Expand key health services so every Iowan gets the care they need to go to work and school and contribute to their communities.

Protect children’s health insurance

  • Extend Medicaid continuous eligibility for children through age 5, following the lead of other states that are prioritizing children’s healthy development by ensuring kids stay covered.

Take concrete steps on maternal health

  • Extend Medicaid eligibility for pregnant people from 60-days to 12-months postpartum, an option already taken by 34 states, to assure continuity of care during a vulnerable time.

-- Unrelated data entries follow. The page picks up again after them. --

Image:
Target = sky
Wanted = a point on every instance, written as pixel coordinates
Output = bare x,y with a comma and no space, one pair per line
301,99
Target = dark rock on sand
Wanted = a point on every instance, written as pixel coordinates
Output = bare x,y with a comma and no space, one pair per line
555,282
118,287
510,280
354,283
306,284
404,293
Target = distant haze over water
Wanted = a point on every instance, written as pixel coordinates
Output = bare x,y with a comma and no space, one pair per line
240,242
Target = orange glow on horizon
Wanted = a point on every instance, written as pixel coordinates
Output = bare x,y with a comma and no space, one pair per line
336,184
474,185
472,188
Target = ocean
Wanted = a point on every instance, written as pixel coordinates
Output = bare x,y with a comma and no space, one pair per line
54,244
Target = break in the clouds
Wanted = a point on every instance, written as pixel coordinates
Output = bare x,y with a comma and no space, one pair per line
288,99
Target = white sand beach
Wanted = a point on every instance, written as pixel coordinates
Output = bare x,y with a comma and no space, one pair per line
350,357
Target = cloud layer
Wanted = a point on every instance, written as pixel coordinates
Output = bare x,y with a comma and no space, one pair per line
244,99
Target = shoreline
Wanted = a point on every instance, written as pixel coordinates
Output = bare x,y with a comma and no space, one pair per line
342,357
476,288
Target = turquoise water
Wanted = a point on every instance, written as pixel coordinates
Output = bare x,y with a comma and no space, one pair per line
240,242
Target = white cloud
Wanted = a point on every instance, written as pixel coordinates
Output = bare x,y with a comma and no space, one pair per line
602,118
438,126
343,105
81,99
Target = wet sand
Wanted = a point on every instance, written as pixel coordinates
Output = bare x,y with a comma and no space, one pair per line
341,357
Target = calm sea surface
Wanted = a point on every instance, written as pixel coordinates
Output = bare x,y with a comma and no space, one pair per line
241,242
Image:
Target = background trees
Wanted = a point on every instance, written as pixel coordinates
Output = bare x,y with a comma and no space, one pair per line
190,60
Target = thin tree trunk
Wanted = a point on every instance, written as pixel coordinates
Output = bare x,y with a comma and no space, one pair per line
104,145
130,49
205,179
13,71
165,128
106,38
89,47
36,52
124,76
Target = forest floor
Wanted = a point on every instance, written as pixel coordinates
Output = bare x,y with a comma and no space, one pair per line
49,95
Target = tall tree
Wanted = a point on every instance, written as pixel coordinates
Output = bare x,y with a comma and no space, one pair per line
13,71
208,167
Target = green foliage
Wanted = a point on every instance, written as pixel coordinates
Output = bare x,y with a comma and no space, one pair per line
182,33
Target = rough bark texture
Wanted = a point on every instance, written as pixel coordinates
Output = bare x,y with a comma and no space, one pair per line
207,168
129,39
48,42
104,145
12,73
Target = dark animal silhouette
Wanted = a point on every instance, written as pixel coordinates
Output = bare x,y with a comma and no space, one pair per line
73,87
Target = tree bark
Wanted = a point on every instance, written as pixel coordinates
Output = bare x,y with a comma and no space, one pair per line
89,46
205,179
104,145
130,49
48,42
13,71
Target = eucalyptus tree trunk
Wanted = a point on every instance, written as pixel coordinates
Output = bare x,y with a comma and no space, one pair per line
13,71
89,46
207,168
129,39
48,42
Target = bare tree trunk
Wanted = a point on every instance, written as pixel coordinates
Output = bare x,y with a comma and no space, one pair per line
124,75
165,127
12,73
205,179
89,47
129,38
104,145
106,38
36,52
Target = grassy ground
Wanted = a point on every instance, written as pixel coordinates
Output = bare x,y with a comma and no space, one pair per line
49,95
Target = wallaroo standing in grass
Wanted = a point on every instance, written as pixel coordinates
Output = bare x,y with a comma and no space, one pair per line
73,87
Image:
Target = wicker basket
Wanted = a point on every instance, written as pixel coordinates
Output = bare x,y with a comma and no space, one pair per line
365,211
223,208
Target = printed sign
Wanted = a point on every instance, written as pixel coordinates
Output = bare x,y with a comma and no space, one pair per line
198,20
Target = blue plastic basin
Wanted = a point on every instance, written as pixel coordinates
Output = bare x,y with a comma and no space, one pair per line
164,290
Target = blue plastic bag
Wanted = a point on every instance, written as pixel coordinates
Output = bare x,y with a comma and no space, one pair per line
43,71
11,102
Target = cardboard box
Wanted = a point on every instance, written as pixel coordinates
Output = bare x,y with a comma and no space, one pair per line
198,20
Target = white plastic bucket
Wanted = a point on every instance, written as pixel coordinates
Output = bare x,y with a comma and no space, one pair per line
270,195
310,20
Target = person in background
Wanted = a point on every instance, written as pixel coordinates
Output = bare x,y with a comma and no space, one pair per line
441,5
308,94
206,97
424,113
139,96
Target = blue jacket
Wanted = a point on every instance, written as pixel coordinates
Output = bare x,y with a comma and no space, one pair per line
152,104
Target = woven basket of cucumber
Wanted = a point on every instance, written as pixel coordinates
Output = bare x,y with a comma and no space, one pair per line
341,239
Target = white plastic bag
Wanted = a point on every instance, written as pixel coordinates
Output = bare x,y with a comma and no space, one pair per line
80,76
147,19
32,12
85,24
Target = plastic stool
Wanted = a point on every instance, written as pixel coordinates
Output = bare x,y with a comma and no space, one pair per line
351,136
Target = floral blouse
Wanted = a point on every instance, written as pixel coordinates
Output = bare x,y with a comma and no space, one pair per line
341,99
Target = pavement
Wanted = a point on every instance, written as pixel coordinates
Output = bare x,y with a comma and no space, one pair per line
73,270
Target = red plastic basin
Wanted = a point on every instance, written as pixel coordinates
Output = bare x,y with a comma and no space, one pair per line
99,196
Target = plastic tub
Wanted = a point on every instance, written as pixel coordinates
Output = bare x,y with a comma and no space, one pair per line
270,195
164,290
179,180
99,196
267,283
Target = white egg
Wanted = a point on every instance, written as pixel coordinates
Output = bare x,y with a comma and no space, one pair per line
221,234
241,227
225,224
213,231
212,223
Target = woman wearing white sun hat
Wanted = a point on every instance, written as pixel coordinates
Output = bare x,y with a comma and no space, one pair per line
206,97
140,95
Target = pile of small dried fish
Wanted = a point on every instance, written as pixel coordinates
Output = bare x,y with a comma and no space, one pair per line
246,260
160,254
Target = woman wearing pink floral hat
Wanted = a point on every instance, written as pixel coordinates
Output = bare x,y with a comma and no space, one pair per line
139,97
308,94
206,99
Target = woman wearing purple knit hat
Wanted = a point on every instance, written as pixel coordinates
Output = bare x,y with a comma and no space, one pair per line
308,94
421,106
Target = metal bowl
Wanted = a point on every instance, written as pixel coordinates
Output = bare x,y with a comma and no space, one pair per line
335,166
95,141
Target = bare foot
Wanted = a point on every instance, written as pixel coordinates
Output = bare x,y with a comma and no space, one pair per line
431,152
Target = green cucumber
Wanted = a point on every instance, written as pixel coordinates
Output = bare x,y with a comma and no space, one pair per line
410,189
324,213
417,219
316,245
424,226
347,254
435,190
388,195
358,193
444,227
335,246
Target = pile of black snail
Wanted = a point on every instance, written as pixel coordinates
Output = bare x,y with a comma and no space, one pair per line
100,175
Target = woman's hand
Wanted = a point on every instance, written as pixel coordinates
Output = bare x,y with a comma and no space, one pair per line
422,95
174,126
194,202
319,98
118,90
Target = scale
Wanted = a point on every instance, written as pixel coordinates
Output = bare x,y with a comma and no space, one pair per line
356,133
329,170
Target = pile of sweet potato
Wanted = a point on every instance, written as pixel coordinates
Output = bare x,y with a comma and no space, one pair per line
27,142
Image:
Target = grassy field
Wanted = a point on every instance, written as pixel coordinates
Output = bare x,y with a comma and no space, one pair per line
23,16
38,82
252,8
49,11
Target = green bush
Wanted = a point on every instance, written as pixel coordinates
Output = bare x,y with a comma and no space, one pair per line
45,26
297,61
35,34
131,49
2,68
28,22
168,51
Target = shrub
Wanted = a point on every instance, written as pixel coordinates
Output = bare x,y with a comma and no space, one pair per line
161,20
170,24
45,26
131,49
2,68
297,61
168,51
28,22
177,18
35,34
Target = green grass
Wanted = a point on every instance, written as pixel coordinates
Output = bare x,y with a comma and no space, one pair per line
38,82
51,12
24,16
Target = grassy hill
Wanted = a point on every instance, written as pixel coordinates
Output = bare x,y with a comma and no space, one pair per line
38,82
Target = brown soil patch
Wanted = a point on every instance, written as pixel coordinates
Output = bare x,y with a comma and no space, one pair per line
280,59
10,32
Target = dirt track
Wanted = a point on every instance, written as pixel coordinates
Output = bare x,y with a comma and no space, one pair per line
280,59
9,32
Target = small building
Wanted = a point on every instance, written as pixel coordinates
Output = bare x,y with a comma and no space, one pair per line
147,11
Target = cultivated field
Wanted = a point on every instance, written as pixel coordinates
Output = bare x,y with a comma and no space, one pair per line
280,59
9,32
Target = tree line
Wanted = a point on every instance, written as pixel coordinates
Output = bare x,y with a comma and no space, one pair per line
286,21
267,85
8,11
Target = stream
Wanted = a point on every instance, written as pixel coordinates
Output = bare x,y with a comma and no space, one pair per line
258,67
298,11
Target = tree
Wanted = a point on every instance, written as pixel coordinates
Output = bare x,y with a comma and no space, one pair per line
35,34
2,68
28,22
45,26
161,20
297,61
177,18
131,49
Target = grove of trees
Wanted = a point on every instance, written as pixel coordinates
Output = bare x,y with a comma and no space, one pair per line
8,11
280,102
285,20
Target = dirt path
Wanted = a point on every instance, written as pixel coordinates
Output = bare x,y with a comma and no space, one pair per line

  • Include doulas as a covered Medicaid service. By offering support and acting as a liaison between a pregnant person and provider before, during and after childbirth, doulas can help improve health outcomes, especially for people of color, who often face barriers and discrimination in our health-care system.

  • Waive the five-year bar on Medicaid eligibility for lawfully residing pregnant people so they get the prenatal and postpartum care needed for a healthy birth and recovery.  

Keep building the children’s mental health system

  • Regularly collect and report data from regional mental health systems to assess implementation of the children’s behavioral health system and better meet children’s mental health needs.

Ensure support for Iowans in times of need so every Iowa family can weather a crisis and stabilize their household in tough times

Streamline help in times of need

  • Ensure Iowans can get needed food and health care by maintaining accessible application and reenrollment processes for programs like SNAP, Medicaid, CHIP and TANF — not putting up barriers like work-reporting requirements and redundant eligibility verification checks. 

Invest in SNAP

  • Put state dollars into Iowa’s Double Up Food Bucks program, which doubles the value of SNAP dollars spent on fresh fruits and vegetables. 

  • Expand gross income eligibility for SNAP to 200% of the federal poverty level, up from the current 160%, to better reflect the prevalence of food insecurity and what it really takes to meet basic needs on wages alone.

Recommit to strong public schools that set every Iowa student, no matter their race or ZIP code, up for success in life

Reinvest in public education

  • Establish an annual 4% minimum increase in school funding (SSA) for 10 years to rebuild our public schools.

Divert no more public dollars to private schools

  • Block private schools vouchers that would take public dollars away from our public schools, which, unlike their private counterparts, are accountable to voters and accept all students. 

  • Demand transparency on how private and charter schools use the public dollars they already receive.

Ensure students have food they need to succeed

  • Provide healthy school meals for all by investing in free breakfast and lunch programs at Iowa schools to address childhood nutrition, reduce administrative burden and improve outcomes.

Reverse the decline in college funding

  • Raise support for Regent universities and community colleges so they can lower tuition and fees, limit student loan debt and ensure college remains an option for every Iowan.